The most striking number is the short interest itself. At 27.6% of free float, TSAT sits among the most heavily shorted names on Nasdaq, and that position has grown aggressively — up 37% in the past month, from roughly 800k shares shorted in early June to 1.09m today. The stock has responded accordingly, falling 13.2% on the week to $43.94, with a 5.2% drop on Tuesday alone. Short sellers have been adding into price weakness, a pattern visible in the daily history: shares short climbed from ~797k on June 1 to over 1.1m by mid-June, before easing slightly and then re-accelerating through early July.
The borrow market offers no friction for that short-selling activity. Availability is running at roughly 386% — meaning there are nearly four shares available to lend for every one already borrowed — well above the 52-week tightest reading of 224% seen on June 11. Cost to borrow is a negligible 0.83%, barely changed on the week, confirming that lenders are not being asked to work hard. The ORTEX short score has drifted lower to 59.5, a notch below its late-June readings above 60, suggesting the overall pressure profile is elevated but not intensifying. Options positioning adds a mild signal: the put/call ratio at 0.67 is slightly below its 20-day average of 0.69, meaning call activity is actually running marginally heavier than usual — buyers are not piling into downside protection despite the sell-off, which contrasts with the direction shorts are taking.

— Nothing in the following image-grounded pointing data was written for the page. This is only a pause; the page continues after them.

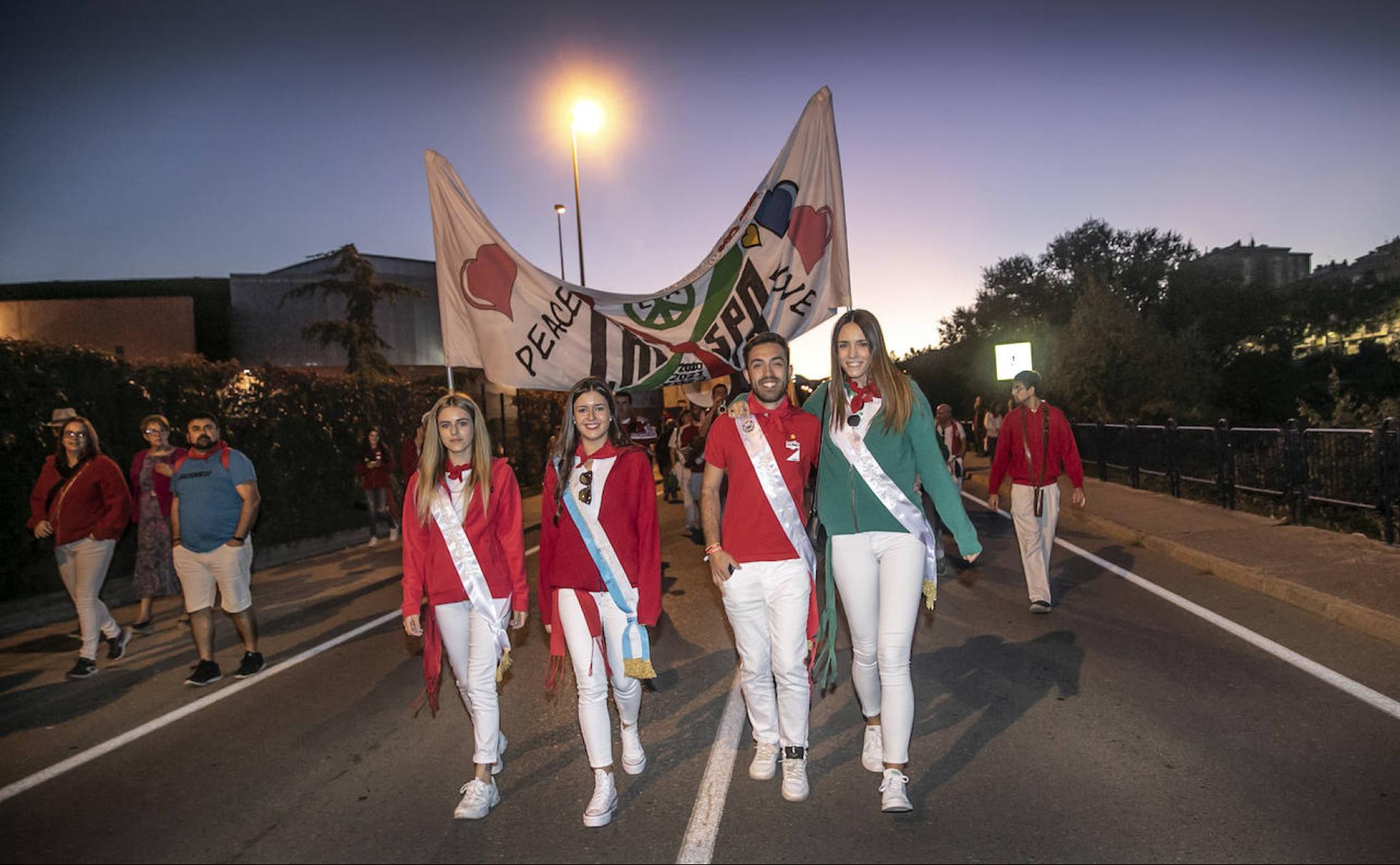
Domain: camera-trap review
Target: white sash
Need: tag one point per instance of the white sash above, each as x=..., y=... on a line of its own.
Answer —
x=779, y=496
x=470, y=570
x=852, y=444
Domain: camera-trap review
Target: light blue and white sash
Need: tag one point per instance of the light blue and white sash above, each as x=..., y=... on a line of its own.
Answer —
x=636, y=647
x=494, y=610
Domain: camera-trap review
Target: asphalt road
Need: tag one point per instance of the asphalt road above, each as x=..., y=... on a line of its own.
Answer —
x=1119, y=728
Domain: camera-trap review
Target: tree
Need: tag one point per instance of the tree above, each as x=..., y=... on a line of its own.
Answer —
x=353, y=279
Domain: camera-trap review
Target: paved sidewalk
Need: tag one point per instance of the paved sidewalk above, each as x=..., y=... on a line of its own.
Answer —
x=1347, y=578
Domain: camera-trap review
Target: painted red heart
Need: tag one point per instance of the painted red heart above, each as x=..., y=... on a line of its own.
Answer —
x=811, y=231
x=489, y=279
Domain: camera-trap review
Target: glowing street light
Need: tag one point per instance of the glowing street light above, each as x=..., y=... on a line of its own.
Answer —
x=559, y=223
x=588, y=120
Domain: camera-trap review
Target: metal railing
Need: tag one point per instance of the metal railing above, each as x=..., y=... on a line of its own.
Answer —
x=1300, y=467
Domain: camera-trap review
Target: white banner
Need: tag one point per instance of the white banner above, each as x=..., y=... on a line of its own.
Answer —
x=780, y=266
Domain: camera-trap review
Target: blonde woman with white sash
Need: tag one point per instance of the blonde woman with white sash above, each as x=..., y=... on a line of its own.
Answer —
x=464, y=549
x=600, y=578
x=878, y=438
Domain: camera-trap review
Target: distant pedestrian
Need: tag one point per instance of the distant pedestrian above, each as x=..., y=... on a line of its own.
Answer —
x=215, y=504
x=1036, y=442
x=954, y=441
x=150, y=483
x=992, y=423
x=600, y=578
x=464, y=551
x=376, y=471
x=82, y=504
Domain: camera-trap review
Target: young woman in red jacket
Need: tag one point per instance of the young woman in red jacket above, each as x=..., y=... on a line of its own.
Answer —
x=82, y=503
x=600, y=577
x=464, y=549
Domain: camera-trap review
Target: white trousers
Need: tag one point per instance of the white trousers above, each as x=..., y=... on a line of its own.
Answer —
x=1035, y=535
x=591, y=674
x=471, y=649
x=881, y=578
x=83, y=568
x=766, y=604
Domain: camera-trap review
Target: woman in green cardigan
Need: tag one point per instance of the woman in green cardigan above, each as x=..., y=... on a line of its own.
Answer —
x=878, y=441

The Street angle on TSAT is dominated by skepticism about execution. The Lightspeed LEO constellation remains the central debate: bulls see a transformative low-latency broadband network for government and enterprise clients; bears point to persistent financial stress, with the Piotroski F-score scraping near 2-3, negative return on assets, and a Z-score that signals distress. Sales are running roughly 28% below year-ago levels. The ORTEX short score rank is a stark 10th percentile, meaning the stock screens in the bottom decile of its universe on that measure. The sector score sits at the median at 50. No analyst data is available for this note.
Ownership tells an interesting story. GAMCO Investors holds roughly 16.2% of shares, an unusually large anchor position that has barely moved. Daniel Goldberg, the President and CEO, appears in the institutional holder table with 6.8% of shares but filed a small sale of 926 shares on July 2 at $66.62 — a price that sits well above Tuesday's close of $43.94. That price discrepancy warrants a caveat: it likely reflects a different share class, a conversion, or the Canadian listing price in a different currency, and should not be read as a straightforward open-market sale at a premium to current levels. The broader insider picture is dominated by compensation awards at mid-March prices around $34-$36, with matching tax-withholding sales — routine activity, not a signal of directional conviction.
Closest peer ASTS fell 8% on the day and 14.5% on the week, broadly tracking TSAT's decline, while IRDM dropped a more modest 6.4% on the week — suggesting sector-wide pressure rather than a TSAT-specific collapse, though TSAT's losses are outpacing the group. The next catalyst on the calendar is the Q2 earnings release on August 5. At recent prints, the day-one reaction has been volatile: +9.7% on the June 3 release, +1% on May 5. The five-day reaction after the June print reversed sharply to -12.5%, a pattern that will be worth watching given shorts are already well-positioned heading into the next report.
The key question into August 5 is whether the 37% monthly increase in short interest reflects new information about Lightspeed funding timelines, or whether it is positioning ahead of a print that the market expects to disappoint — with borrow conditions still loose enough that the short side faces no mechanical pressure to cover before then.